I believe this is all possible, and very likely possible in the near future. JRuby has been improving by leaps and bounds over the past year, and the market is ripe for an alternative to Ant. Even more than Rails, the ability to build Java applications using Rake is very exciting to me...if only as a way to escape my 5000-line build script hell.

Now if only I had another 8 hours every day to spend exclusively working on this stuff.

Tuesday, February 21, 2006

Making Progress on Rails

I've been making good progress on my end of the Rails-on-JRuby work. I have been focusing on getting the "generate" script working, and as a result fixing multiple bugs and minor issues as they come up. Here's an update.
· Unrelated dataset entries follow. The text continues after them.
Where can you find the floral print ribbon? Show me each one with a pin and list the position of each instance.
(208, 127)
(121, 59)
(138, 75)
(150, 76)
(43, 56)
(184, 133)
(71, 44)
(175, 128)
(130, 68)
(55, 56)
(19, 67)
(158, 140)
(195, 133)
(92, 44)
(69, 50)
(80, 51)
The most recent issue, now apparently mostly fixed, involved evaluating a Ruby script from within a block. The JRuby parser was not wired to understand parsing from within scopes other than the top-level Object, and so it declared and defined certain variables incorrectly. I modified the parser to allow specifying that it will run from within a block, and the issues have been remedied.
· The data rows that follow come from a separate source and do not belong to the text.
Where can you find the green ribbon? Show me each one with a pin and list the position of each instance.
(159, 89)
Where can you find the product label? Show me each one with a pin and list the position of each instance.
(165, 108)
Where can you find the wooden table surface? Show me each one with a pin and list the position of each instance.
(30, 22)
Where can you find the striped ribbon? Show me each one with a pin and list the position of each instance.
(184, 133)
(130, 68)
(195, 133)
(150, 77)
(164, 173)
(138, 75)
With this fix, here's a rough description of the progress of the generate script:
  • Execution proceeds into the initializer (vendor/rails/railties/lib/initializer.rb). In the scenario I'm executing (generate script with no parameters) the process method is eventually invoked.
  • The load path is set (Initializer#set_load_path) without any issues
  • Connection adapters are set (Initializer#set_connection_adapters)
  • All frameworks are required in (Initializer#require_frameworks). This was where most of the failures and fixes came into play, but it now executes successfully.
  • The current environment is loaded (Initializer#load_environment). I'm using the default environment right now.
  • Initialization of the database begins to run, but appears to get stuck in some infinite loop during YAML parsing of the default database.yml file. I have not investigated this issue yet, and disabled database initialization to continue some testing.
  • The logger initializes without any issues (Initializer#initialize_logger)
  • The framework logging and views are initialized (Initializer#initializer_framework_logger and initialize_framework_view)

At this point, the next step is initializing routing (presumably request routing; I'm not any sort of Rails expert yet). This fails with what appears to be some scoping issues, and I have not gotten further at the moment.

Tom Enebo, the other main JRuby developer, is also making progress on actually running Rails in the simplest of deployment scenarios. He's currently beefing up our Socket implementation so that WeBRICK will run correctly. The current sticking point is our less-than-great support for Ruby's IO; namely, we do not support select correctly (or perhaps at all).

I think we've made great progress on both fronts, despite ongoing issues. It's very heartening that for the generate script all the libraries are required successfully and several subsystems initialize without any problems. There's still quite a bit of work to be done, but we're definitely getting there. I'll post more updates as they come in!